Wir wohnen in der Jugendherberge am Bahnhof Ostkreuz, einen Steinwurf entfernt vom östlichen Drehkreuz der S- und U-Bahnen. Richtigerweise also: Wir fahren in Berlin! Die pulsierende Metropole ist ein Erlebnis für sich, wenn man sich dem ÖPNV anvertraut. Das schematische Streckennetz ist genauso bunt wie die Stadt um uns herum. Und es bedarf schon einiger Koordination, sich die richtige Strecke zurecht zu legen, denn der Durchmesser der Stadt hält mit 50 Kilometern durchaus auch Umwege bereit.

Die neugebaute U5 unter den Linden zwischen Alexanderplatz und Brandenburger Tor bringt uns direkt zum Humboldt-Forum, alte Stadtschlossfassade mit ebenso modernem Interieur wie der gesamte nach der Wende neu erbaute und gestaltete Potsdamer Platz mit Bahnzentrale und Sony-Center. Als Orientierungsanker thront über allem der Fernsehturm am Alex. Alle drei Orte halten für uns Aussichtsplattformen bereit, auf denen wir bevorzugt abends die Lichter der Stadt ordnen.

In der Gruppe ergibt sich als Anknüpfungspunkt an die Vergegenwärtigung des Holocaust aus vorherigen Besuchen in Yad Vashem (Israel) und Buchenwald der Besuch des jüdischen Museums. Wie aber bereits in Israel erfahren, fokussiert sich der jüdische, auch deutsch jüdische Blick bei weitem nicht nur auf das erteilte Leid in Zeiten des Nationalsozialismus, sondern zeugt von einer immer währenden Neufindung des jüdischen Volkes im Laufe seiner Jahrtausende alten Geschichte, so auch in Deutschland seit über 1700 Jahren. Allein durch die Konzeption des Architekten Daniel Libeskind führt uns die Ausstellung auf Wege mit vielen, hier baulichen, Wirrungen über die Achsen “Kontinuität” für Heimat und “Exil”. Eine dritte kreuzende Achse “Holocaust” führt in eines mehrerer “Voids” – entleerter Einschlüsse im Gebäude – die den Gedanken mehr Freiheit lassen als jedes Exponat.

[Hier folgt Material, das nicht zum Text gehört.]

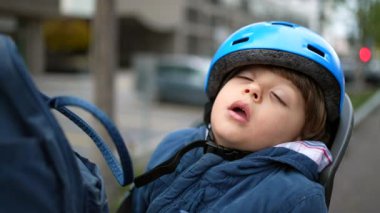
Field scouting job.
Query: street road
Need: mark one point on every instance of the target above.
(143, 124)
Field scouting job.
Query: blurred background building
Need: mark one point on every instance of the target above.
(60, 29)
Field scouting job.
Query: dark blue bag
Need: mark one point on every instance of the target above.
(39, 171)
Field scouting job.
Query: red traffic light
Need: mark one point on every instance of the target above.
(365, 54)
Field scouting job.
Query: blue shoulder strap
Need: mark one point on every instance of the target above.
(123, 173)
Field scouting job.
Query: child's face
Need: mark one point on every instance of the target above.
(257, 109)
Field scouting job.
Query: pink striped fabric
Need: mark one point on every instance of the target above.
(315, 150)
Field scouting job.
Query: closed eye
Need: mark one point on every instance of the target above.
(279, 98)
(244, 77)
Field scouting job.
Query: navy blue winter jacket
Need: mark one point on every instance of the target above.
(275, 179)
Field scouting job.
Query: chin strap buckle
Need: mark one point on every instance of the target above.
(224, 152)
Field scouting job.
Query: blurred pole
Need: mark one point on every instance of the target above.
(103, 65)
(31, 35)
(104, 55)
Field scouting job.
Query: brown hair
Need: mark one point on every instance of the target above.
(315, 108)
(315, 127)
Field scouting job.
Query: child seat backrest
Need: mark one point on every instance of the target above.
(39, 172)
(338, 148)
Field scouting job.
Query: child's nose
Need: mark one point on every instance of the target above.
(254, 91)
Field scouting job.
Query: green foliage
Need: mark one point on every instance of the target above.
(67, 36)
(368, 15)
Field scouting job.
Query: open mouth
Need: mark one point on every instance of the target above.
(239, 111)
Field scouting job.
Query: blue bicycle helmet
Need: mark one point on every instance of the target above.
(286, 45)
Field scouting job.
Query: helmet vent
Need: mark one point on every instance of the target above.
(241, 40)
(315, 50)
(283, 23)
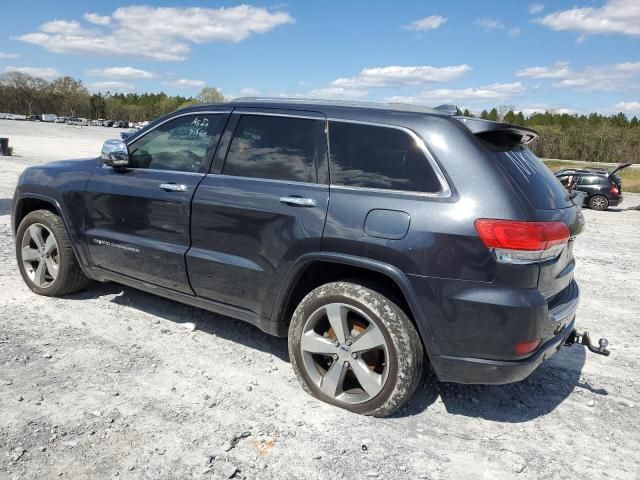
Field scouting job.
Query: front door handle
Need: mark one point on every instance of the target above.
(299, 202)
(173, 187)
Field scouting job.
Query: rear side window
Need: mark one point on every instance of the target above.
(592, 181)
(277, 148)
(536, 181)
(378, 157)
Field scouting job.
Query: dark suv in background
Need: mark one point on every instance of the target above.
(603, 189)
(369, 234)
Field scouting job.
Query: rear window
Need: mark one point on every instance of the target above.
(378, 157)
(536, 181)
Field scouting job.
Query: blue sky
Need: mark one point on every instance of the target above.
(576, 55)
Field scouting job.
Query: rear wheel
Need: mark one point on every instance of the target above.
(598, 202)
(45, 256)
(353, 347)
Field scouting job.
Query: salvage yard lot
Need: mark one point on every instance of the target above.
(113, 381)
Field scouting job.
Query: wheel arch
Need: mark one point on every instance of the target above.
(28, 202)
(336, 266)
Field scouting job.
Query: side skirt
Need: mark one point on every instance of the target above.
(273, 328)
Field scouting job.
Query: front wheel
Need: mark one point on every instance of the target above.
(354, 348)
(45, 256)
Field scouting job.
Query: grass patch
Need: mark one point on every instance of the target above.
(630, 176)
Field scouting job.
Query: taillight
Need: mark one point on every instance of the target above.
(522, 348)
(522, 242)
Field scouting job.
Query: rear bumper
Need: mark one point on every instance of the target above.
(477, 370)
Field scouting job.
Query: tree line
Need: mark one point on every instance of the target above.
(587, 138)
(591, 138)
(65, 96)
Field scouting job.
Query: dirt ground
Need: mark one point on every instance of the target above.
(113, 382)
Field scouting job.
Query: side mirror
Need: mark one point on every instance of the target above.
(115, 154)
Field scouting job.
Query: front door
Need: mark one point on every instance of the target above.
(260, 211)
(138, 217)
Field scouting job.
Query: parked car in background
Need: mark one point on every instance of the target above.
(602, 188)
(127, 134)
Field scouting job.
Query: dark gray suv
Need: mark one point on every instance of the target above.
(378, 238)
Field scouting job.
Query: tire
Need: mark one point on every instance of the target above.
(62, 274)
(598, 202)
(340, 371)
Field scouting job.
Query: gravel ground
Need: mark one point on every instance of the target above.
(114, 382)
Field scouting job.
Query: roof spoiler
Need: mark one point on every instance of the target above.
(489, 129)
(620, 167)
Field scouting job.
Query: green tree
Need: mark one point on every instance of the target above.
(209, 95)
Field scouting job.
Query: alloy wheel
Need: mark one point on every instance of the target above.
(40, 255)
(345, 354)
(598, 203)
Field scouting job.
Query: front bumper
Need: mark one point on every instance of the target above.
(477, 370)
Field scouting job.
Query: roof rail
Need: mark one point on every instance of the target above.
(404, 107)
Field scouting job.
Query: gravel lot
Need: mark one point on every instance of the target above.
(116, 382)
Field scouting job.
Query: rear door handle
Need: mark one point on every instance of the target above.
(299, 202)
(173, 187)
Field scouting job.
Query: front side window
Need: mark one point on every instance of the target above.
(378, 157)
(180, 144)
(276, 148)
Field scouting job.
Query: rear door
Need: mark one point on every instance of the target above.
(263, 205)
(138, 217)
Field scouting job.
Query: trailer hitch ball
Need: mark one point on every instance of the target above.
(583, 338)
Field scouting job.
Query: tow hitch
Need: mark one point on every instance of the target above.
(584, 339)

Der Shoah ist selbst ein beklemmender Teil gewidmet, der für unsere Gruppe den Kreis schließt zu den Erfahrungen der Vorjahresreisen.

Ohne diesem kurzen Überblick das Wesen eines Reiseführers zu geben, ist die Beschäftigung mit dem Streckennetz von Bussen und Bahnen gleichzeitig auch ein Spiegel unterschiedlichster Aktivitäten, die wir in unterschiedlichen Zusammensetzungen als Bereicherung ansehen: Zoo und Aquarium mit chinesischen Pandas. Die “Arise”-Show im Friedrichstadtpalast. Der Bruderkuss Honeckers und Breschnews an der East-Side-Gallery als fußläufiger Ausflug vor dem Abendessen. Das neue Regierungsviertel mit seinem altehrwürdigen Reichstag. Butterbrezeln in der Landesvertretung Baden-Württembergs verköstigen.

Mit dem Besuch der Topographie des Terrors einiger kommen wir auf die Geschichte der deutschen Teilung zurück. Intensiv durften wir ihre bittere Ausgestaltung in der Gedenkstätte Berliner Mauer an der Bernauer Straße erleben. Es ist eine eindringliche Erinnerung an eine Zeit jenseits der Selbstverständlichkeit von Freiheit in unserem Land. Und doch zeigt sich der Schrecken im museumshaften Nachzeichnen des Todesstreifens der Berliner Mauer nur bedingt. Nun lässt selbst im Mauerpark der Flohmarkt das damalige Leid der Unfreiheit im Trubel des Lebens verblassen. Dennoch dienen die wichtigen Denkanstöße der Gedenkstätte eindringlich als Warnung und mahnen zur Wachsamkeit. Die Versöhnungskirche ist noch im Jahr 1985 ihrer Lage mitten im Grenzstreifen der Mauer zum Opfer gefallen. Heute dürfen wir im Garten einer am selben Platz erbauten kleinen Kapelle der Gemeinde eine Andacht feiern. So ist die Verbindung von Zeitgeschichte und Gegenwart gelungen.

Haben wir im Rahmen unserer Studienfahrten den Faden der Berührungen mit jüdischem Leben in Berlin weiterspinnen dürfen, wird in dieser Metropole aber der Blick darüber hinaus in vielen Facetten deutscher Geschichte fortgeschrieben. Pfarrer Uwe Boch hat in Berlin sozusagen verantwortlich den Staffelstab von Oliver Tuscher übernommen. So bleibt es spannend, was mit der Kirchengemeinde im nächsten Kapitel zu erleben sein wird.